A chief difficulty in analyzing 3’ UTR usage is that most UTR
variants are not cataloged in standard transcript annotations, limiting
the utility of standard transcript-level quantification based on
reference transcripts. diffUTR
leverages the differential
exon usage methods for differential 3’ UTR analysis using alternative
poly-adenylation site databases to create additional UTR bins (Figure
1B).
Install the package with:
if (!requireNamespace("BiocManager", quietly = TRUE))

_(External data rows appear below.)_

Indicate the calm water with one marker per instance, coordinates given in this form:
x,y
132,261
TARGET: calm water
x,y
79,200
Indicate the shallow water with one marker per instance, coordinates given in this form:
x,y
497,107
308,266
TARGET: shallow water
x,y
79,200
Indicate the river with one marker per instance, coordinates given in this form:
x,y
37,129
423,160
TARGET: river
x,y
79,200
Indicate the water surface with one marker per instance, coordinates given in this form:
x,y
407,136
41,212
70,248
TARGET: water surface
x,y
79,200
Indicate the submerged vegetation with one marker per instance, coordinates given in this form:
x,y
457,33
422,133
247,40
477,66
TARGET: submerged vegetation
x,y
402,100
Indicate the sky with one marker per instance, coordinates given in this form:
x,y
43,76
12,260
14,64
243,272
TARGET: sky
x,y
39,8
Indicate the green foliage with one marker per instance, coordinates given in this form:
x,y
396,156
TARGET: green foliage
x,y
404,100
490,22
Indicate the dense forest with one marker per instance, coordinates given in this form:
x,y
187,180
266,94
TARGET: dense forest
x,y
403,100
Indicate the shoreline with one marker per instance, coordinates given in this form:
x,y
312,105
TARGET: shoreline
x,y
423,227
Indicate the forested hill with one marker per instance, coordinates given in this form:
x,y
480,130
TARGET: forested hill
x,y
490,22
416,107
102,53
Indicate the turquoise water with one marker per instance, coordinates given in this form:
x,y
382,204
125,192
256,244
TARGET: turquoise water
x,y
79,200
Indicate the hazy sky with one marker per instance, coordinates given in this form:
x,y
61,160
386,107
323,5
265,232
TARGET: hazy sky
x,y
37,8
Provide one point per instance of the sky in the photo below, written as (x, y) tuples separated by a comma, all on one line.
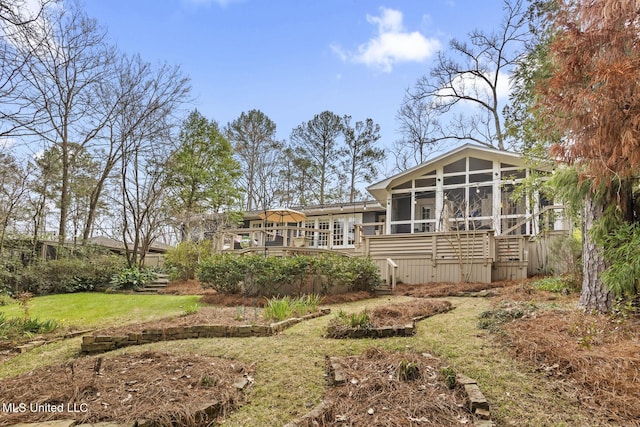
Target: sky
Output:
[(293, 59)]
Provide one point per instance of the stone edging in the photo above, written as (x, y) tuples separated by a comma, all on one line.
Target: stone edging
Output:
[(476, 401), (93, 344), (205, 413)]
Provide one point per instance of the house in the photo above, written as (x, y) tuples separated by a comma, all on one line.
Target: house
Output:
[(454, 217)]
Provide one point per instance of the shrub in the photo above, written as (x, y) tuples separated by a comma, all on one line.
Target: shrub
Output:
[(556, 284), (266, 276), (18, 328), (222, 273), (67, 275), (360, 320), (278, 308), (182, 261), (565, 256), (283, 308), (492, 319), (132, 278)]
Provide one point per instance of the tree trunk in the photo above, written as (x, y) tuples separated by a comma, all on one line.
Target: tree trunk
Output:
[(595, 296)]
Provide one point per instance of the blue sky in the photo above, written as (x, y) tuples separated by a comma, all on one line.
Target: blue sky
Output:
[(295, 59)]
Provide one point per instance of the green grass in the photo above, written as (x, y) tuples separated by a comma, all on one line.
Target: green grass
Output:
[(92, 310), (290, 367)]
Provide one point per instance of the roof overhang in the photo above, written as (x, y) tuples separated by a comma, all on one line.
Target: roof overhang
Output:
[(380, 189)]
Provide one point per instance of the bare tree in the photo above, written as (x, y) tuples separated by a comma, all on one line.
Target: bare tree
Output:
[(419, 129), (66, 65), (143, 100), (253, 136), (13, 192), (15, 23), (141, 197), (463, 87), (317, 139)]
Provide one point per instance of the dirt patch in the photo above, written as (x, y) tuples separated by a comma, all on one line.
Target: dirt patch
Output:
[(391, 389), (207, 315), (385, 321), (187, 390), (407, 312), (186, 287), (445, 289), (595, 359)]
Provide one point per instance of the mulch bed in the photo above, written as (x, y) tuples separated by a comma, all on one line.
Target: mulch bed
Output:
[(404, 313), (239, 315), (593, 358), (446, 289), (394, 316), (152, 386), (378, 392)]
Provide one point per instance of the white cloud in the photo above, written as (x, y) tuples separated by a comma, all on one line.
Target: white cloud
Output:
[(476, 87), (6, 142), (392, 45)]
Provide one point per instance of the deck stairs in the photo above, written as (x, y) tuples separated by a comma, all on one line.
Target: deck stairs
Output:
[(160, 283)]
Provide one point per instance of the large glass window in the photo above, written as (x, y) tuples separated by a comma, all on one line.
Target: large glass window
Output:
[(401, 207), (338, 232), (351, 231), (457, 166), (323, 225), (479, 164), (425, 211)]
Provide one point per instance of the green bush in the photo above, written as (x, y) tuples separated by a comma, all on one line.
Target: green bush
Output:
[(132, 279), (222, 273), (622, 276), (556, 284), (17, 328), (282, 308), (360, 320), (267, 276), (66, 275), (491, 320), (182, 261)]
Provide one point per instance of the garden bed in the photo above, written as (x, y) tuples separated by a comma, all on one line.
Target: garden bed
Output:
[(146, 388), (380, 388), (209, 322), (385, 321), (594, 359)]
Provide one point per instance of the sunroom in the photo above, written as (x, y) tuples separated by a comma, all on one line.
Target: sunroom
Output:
[(469, 188)]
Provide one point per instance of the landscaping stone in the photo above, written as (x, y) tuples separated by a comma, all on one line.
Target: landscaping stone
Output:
[(52, 423), (476, 398), (92, 344)]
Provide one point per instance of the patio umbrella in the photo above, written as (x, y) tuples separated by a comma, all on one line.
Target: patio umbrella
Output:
[(282, 215)]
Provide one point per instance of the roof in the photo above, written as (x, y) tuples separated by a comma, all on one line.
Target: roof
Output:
[(379, 189), (109, 243)]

install.packages("BiocManager")
BiocManager::install("diffUTR")
We load diffUTR as well as the SummarizedExperiment package on which it depends:
## Warning: multiple methods tables found for 'union'
## Warning: multiple methods tables found for 'intersect'
## Warning: multiple methods tables found for 'setdiff'
Prior to using diffUTR
you will need a gene annotation.
This can either be provided as a gtf
file (with relatively
standard formatting), or as an ensembldb
object. For example, an EnsDb
object for the latest mouse
annotation can be fetched as follows:
library(AnnotationHub)
ah <- AnnotationHub()
# obtain the identifier of the latest mouse ensembl annotation:
ahid <- rev(query(ah, c("EnsDb", "Mus musculus"))$ah_id)[1]
ensdb <- ah[[ahid]]
This ensdb
object could then be directly passed to the
prepareBins
function (see below).
For the purpose of this vignette, we will use a reduced annotation containing only 100 mouse genes:
## GRanges object with 6 ranges and 6 metadata columns:
## seqnames ranges strand | gene_name type
## <Rle> <IRanges> <Rle> | <factor> <factor>
## ENSMUSE00000751848 1 36307733-36307836 + | Arid5a exon
## ENSMUSG00000037447 1 36307733-36324029 + | Arid5a gene
## ENSMUSE00001245300 1 36307754-36307836 + | Arid5a exon
## ENSMUSE00001257314 1 36307754-36307836 + | Arid5a exon
## ENSMUSE00001257314 1 36307754-36307836 + | Arid5a exon
## ENSMUSE00001257314 1 36307754-36307836 + | Arid5a exon
## gene_biotype tx_biotype tx
## <factor> <factor> <character>
## ENSMUSE00000751848 protein_coding protein_coding ENSMUST00000126413
## ENSMUSG00000037447 NA NA <NA>
## ENSMUSE00001245300 protein_coding protein_coding ENSMUST00000142319
## ENSMUSE00001257314 protein_coding retained_intron ENSMUST00000150747
## ENSMUSE00001257314 protein_coding processed_transcript ENSMUST00000145179
## ENSMUSE00001257314 protein_coding retained_intron ENSMUST00000124280
## gene
## <factor>
## ENSMUSE00000751848 ENSMUSG00000037447
## ENSMUSG00000037447 ENSMUSG00000037447
## ENSMUSE00001245300 ENSMUSG00000037447
## ENSMUSE00001257314 ENSMUSG00000037447
## ENSMUSE00001257314 ENSMUSG00000037447
## ENSMUSE00001257314 ENSMUSG00000037447
## -------
## seqinfo: 118 sequences from GRCm38 genome
Because exons partially overlap, they must be disjoined in
non-overlapping bins for the purpose of analysis. This is handled by the
prepareBins
function:
# If you know that your data will be stranded, use
# bins <- prepareBins(g, stranded=TRUE)
# Otherwise use
bins <- prepareBins(g)
## Preparing annotation
## Merging and disjoining bins
Counting reads (or fragments) overlapping bins is done using the
countFeatures
function, with a vector of paths to
bam
files as input. Under the hood, this calls the
featureCounts
function of the Rsubread
package, so any argument of that function can be passed to
countFeatures
. For example:
bamfiles <- c("path/to/sample1.bam", "path/to/sample2.bam", ...)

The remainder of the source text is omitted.